Buscar

DESTACAMOS
Una persona se coló en el Espanyol-Barcelona con una pistola de fogueo y realizó varios disparos dentro del estadio

Taiwán elige presidente bajo la mirada de China

AFP
21/03/2008 - 11:54

Taiwán elige el sábado a su presidente tras ocho años en el poder del Partido Democrático Progresista (DPP) marcados por escándalos de corrupción y un deterioro de sus relaciones con China, el tema estrella de una campaña en la que ha irrumpido la crisis tibetana.

Aupado por su victoria en las legislativas de enero, de las que salió con una mayoría de escaños en el Parlamento, el Kuomintang (KMT, nacionalista) cree tener al alcance de la mano su revancha, encarnada por su candidato Ma Ying-Jeou.

Fortalecido además por una cómoda ventaja en los sondeos, Ma ha centrado su campaña en las reformas económicas y el apaciguamiento de las tensiones con su vecino chino.
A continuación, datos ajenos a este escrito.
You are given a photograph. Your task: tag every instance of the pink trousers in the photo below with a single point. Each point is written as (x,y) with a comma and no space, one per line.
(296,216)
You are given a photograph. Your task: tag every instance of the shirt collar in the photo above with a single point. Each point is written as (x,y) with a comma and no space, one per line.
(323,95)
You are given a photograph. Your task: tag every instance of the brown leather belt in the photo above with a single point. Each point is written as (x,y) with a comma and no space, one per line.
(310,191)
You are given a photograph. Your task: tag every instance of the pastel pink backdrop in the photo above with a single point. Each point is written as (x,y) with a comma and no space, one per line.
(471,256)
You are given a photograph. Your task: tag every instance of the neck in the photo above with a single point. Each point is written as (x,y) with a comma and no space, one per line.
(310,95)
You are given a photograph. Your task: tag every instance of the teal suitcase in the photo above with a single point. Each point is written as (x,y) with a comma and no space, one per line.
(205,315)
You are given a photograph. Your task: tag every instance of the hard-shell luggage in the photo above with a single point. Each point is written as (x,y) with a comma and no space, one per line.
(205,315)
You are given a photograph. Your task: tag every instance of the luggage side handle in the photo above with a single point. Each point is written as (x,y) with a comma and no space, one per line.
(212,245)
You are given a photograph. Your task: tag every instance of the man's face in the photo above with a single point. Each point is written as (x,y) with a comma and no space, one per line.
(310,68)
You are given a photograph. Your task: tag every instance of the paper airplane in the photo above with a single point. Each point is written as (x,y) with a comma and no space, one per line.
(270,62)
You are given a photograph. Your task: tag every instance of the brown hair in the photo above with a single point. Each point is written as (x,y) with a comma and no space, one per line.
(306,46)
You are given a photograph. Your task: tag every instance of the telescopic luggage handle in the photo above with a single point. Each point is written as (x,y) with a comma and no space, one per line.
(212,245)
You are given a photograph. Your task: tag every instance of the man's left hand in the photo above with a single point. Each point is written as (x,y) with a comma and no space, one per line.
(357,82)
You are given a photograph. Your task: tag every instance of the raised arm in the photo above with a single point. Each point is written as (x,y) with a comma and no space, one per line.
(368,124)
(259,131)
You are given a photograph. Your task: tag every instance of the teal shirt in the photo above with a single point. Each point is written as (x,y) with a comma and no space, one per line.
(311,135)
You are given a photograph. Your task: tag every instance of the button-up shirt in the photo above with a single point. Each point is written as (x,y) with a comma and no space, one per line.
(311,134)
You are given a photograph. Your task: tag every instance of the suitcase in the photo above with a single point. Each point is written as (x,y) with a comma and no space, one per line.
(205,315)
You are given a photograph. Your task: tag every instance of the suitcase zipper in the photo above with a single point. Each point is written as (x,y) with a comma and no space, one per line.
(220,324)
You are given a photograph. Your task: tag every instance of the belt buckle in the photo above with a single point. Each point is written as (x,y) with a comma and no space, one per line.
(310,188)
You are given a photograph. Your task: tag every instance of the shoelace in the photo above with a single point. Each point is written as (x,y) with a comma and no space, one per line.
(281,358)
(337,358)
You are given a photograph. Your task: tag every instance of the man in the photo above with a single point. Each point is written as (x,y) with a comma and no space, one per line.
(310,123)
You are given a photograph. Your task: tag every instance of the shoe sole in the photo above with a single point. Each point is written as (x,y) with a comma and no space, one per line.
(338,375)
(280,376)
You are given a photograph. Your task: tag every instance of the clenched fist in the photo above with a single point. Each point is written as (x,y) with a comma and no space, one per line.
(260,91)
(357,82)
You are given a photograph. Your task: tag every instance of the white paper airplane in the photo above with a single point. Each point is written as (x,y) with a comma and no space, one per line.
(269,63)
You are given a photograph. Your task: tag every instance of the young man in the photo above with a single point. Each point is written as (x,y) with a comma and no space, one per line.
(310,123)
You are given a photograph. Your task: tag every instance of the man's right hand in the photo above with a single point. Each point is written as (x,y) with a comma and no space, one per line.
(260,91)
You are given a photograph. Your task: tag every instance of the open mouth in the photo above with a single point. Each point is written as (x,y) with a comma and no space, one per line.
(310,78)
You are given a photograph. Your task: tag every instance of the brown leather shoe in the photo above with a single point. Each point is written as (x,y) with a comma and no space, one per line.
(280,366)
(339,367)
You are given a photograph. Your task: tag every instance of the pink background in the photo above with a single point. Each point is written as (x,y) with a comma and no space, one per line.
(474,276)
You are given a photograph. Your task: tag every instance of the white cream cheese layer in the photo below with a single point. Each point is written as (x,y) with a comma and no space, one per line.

Su rival del DPP, Frank Hsieh, va rezagado, aunque podría acaparar votos en el último minuto sacando punta a la "amenaza china", caballo de batalla predilecto del presidente saliente, Chen Shui-bian, elegido por este asunto en el 2000 y 2004.

El DPP ha aprovechado la ocasión para agitar el espectro del Tíbet por estimar que la represión de los disturbios en la provincia autónoma china presagia su intención de reconquistar la isla, que sólo mantiene relaciones con una veintena de países, muchos de ellos de América Central y el Caribe.

"Este incidente refleja perfectamente la naturaleza del Gobierno chino: dictatorial y brutal", consideró Chen, que abandona la escena política debilitado por escándalos de corrupción que llegaron a salpicar a su esposa.

De resultas de ello, Ma se ha visto obligado a radicalizar su discurso para no parecer sumiso a China. Se aventuró, así, en el terreno de su rival criticando lo que llamó una represión "extremadamente brutal y estúpida".

Partidario de una política más conciliadora, el KMT suele salir en defensa de un diálogo con el régimen comunista, el enemigo histórico que todavía genera desconfianza.

Hasta ahora Ma se declaró en favor de un vasto "mercado común" y la firma de un "acuerdo de paz" entre Pekín y la isla, que tardó hasta 1991 en suspender las medidas de excepción instauradas por el estado de guerra con el gigante asiático.

Taiwán escapa al control de Pekín desde la llegada a la isla de los nacionalistas del Kuomintang, expulsados del continente por los comunistas en 1949.

China sigue considerando a su vecino como una de sus pertenencias a la espera de una reunificación. Su Parlamento adoptó en el 2005 una ley antisecesión que legitima el recurso a la fuerza en caso de declaración de independencia formal de la isla.

Denostado por las autoridades chinas, el presidente Chen reforzó la capacidad militar de la isla hasta el punto de irritar a su aliado estadounidense, temeroso de que aumente la tensión en la región.

"Las elecciones son una fuente de preocupación para Washington y Pekín", destaca Wu Tung-Yeh, profesor de la Universidad nacional de Chengchi.

En 1996, durante las primeras presidenciales por sufragio universal en Taiwán, China disparó misiles en el Estrecho para intimidar a los votantes. Washington envió entonces dos portaviones.

Estados Unidos, que suministra "armamento defensivo" a Taiwán, no quiere que se repita la crisis.

El presidente Chen dio un último puntapié al hacer coincidir las elecciones presidenciales con un referéndum sobre una adhesión a Naciones Unidas con el nombre de Taiwán.

La República de China, nombre oficial de Taiwán, perdió en 1971 su puesto en la ONU.